- Part I - showing that the essence of the fight is for the alleged constitutional right of immigration lawyers NOT to represent clients fully in the immigration proceedings, as disciplinary rules require, thus hurting their chances for a good outcome;
- Part II - showing the conflict of interest in the Board of Directors of the plaintiff non-profit and personal interest of some of the Directors in their private businesses in the outcome of this supposedly "public interest" lawsuit;
- Part III - discussing what kind of "constitutional right" it is for attorneys to engage in ghost-writing and partial representation of clients, instead of providing a representation throughout the case;
- Part IV - discussing what the heck (and that is put politely) is the state's interest in federal regulation of representatives in front of federal boards, which is what the lawsuit is frivolously asserting, while the same states are filibustering instead of enforcing federal immigration law; and
- Part V - how existing regulation of who represents people in front of immigration boards, in its entirety, makes no sense and hurts consumers.

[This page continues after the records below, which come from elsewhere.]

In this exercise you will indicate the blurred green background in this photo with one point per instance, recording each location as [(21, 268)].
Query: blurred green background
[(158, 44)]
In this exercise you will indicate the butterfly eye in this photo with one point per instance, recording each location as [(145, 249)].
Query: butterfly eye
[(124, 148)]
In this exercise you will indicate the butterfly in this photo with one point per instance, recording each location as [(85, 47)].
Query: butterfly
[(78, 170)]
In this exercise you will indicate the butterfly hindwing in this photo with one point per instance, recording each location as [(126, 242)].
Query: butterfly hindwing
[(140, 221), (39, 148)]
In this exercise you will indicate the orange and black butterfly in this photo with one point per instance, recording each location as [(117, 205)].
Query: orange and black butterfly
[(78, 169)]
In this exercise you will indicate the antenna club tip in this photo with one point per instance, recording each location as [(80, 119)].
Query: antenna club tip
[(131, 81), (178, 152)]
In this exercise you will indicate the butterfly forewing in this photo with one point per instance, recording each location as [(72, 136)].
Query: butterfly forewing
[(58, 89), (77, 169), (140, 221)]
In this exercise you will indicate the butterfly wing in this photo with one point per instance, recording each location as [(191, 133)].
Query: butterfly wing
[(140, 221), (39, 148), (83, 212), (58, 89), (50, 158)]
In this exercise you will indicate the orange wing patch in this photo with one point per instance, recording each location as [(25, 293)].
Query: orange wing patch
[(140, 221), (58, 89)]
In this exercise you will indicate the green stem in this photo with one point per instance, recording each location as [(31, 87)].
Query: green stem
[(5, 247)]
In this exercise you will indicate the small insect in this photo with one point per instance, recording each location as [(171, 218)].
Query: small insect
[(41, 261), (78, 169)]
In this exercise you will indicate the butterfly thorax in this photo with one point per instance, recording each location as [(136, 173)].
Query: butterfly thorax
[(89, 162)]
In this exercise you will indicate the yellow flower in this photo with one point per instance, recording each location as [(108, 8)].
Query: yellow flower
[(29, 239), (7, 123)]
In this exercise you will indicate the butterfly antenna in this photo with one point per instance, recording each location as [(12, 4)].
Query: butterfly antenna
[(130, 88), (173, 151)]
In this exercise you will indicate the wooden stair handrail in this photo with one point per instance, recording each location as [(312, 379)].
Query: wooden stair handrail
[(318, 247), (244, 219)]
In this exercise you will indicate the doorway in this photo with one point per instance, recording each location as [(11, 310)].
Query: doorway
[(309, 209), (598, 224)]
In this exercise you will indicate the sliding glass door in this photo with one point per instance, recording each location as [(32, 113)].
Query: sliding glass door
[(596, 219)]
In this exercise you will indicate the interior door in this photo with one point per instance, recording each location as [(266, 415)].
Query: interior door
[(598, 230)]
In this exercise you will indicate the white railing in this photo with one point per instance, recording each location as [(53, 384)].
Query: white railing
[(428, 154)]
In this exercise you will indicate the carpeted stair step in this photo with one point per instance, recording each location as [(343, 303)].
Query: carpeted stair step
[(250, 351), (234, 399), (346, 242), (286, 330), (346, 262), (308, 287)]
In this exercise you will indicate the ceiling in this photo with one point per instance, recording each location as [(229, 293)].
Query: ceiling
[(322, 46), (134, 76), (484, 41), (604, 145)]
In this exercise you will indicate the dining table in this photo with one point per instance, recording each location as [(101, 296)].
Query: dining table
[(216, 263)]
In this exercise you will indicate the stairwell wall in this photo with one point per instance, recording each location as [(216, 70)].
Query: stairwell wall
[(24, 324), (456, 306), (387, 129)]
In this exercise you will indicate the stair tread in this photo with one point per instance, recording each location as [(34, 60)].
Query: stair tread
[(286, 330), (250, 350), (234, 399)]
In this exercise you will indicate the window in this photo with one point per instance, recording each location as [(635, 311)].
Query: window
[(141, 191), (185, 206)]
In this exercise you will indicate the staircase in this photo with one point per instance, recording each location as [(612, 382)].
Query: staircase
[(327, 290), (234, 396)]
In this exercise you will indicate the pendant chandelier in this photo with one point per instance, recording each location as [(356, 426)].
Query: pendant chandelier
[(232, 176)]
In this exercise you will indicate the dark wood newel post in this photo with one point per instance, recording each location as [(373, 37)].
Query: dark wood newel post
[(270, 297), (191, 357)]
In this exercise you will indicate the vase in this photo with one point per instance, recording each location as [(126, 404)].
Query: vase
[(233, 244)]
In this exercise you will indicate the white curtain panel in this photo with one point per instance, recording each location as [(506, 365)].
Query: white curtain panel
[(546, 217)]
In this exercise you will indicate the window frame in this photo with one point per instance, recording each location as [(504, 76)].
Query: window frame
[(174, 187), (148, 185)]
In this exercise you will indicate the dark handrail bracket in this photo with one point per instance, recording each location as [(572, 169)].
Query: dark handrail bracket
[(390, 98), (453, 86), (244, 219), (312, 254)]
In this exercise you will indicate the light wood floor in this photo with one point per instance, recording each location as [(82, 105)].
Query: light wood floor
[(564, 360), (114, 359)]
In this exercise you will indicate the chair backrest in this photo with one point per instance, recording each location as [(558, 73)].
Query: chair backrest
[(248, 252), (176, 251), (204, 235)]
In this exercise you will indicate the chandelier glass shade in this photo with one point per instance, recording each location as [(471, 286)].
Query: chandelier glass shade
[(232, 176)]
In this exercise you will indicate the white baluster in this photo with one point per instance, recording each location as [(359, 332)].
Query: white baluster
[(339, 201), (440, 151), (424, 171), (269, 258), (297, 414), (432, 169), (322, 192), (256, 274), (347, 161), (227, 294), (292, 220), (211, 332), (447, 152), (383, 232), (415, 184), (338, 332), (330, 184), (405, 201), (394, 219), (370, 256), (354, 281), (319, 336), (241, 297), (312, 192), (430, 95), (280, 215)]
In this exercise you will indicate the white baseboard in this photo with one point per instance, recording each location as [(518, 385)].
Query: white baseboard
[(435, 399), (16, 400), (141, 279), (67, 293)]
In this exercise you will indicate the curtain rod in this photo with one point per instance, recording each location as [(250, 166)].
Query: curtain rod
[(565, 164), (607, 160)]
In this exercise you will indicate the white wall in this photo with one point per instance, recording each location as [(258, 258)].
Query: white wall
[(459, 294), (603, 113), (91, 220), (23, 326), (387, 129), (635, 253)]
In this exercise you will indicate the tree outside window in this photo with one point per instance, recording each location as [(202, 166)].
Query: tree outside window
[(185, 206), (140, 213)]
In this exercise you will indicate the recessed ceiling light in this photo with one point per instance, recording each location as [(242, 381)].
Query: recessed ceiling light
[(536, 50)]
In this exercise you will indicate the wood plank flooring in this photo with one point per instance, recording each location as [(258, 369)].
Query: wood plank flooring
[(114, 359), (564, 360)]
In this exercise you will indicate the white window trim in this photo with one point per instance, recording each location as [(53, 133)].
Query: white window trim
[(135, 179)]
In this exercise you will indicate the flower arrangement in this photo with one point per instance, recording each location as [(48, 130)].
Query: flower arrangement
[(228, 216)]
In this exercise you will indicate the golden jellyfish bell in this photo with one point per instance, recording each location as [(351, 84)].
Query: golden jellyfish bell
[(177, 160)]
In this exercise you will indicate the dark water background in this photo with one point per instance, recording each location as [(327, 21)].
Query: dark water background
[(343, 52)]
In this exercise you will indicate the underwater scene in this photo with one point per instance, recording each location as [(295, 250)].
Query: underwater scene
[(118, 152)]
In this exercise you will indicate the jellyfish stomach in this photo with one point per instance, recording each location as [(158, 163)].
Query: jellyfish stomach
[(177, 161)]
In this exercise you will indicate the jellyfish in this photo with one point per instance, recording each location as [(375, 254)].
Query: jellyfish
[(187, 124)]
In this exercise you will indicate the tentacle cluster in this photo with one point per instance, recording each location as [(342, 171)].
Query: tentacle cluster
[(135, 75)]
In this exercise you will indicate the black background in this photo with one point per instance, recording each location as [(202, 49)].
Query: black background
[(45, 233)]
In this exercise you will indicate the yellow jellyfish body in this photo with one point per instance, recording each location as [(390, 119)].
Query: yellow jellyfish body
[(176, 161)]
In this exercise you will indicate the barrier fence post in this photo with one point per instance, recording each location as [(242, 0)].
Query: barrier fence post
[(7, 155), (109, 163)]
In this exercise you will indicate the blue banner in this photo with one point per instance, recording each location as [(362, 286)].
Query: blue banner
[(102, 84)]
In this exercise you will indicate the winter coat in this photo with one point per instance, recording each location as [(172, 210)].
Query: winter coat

I specifically wrote about the fact that California State Attorney General made the plaintiffs in the case his office's paid informants - by giving them a $125,000 grant and by putting an attorney into their office whose only job was to investigate "notario fraud" - in other words, to conduct investigations against NWIRP's own competitors, ordered by a State Attorney General to enforce what a State Attorney General has no right to enforce - federal disciplinary rules of representation in federal immigration courts.
That was disclosed in California State AG's amicus brief.
Of course, the inconsistency of the argument that the State Attorney General of the State of California is supporting, through an amicus brief in support of his own paid informant NWIRP, VIOLATIONS of the very same disciplinary rules that the State Attorney General is enforcing and financing such enforcement by giving NWIRP (violator of federal regulations) $125,000 in grant money to conduct investigations against its own competitors, other violators of the same disciplinary rules - is somehow completely overlooked by the plaintiffs in that lawsuit, the State of California Attorney General, by the federal judge who has so far imposed a stay without giving an explanation or legal reasoning, and by the media and members of the public who support the lawsuit simply because it is "against Trump".
But, one more thing needs to be clarified for the public, and especially in view of U.S. Attorney General's announcement that it is stopping the unconstitutional policy of directing settlement money from settlements with wrongdoers to finance special interest groups - something that the Obama administration introduced and widely practiced.
NWIRP is exactly such a special interest group, and the California State Attorney General did exactly what U.S. Attorney General just prohibited - gave it a "cy pres" grant of $125,000 to conduct investigations of alleged violators of the same disciplinary rules that NWIRP is suing U.S. Attorney General Sessions for its own "constitutional right" to violate (with support from the State of California Attorney General).
Let's go back to what the California State AG said in its amicus brief:
So, while fighting the Trump administration in court AGAINST enforcement of federal immigration law, the State of California gave $125,000 to a non-profit, NWIRP, to SUPPORT enforcement of the same federal immigration law - but only some of it, and only against NWIRP competitors.
And, the mysterious "cy pres" grant means "leftovers" from class lawsuits awarded BY JUDGES to non-profits designated by the government, and thus favored by the government.
Since NWIRP is taking a political stand against the federal government, the "cy pres grant" is used by the state government, the chief law enforcer of the State of California, to finance special interest group - which was just prohibited by U.S. Attorney Sessions.
U.S. Attorney sessions pointed out WHO should get the "cy pres leftovers":
- victims in a potential class action, or
- the taxpayers - whatever is unclaimed should go back to the government, not to the special interest groups.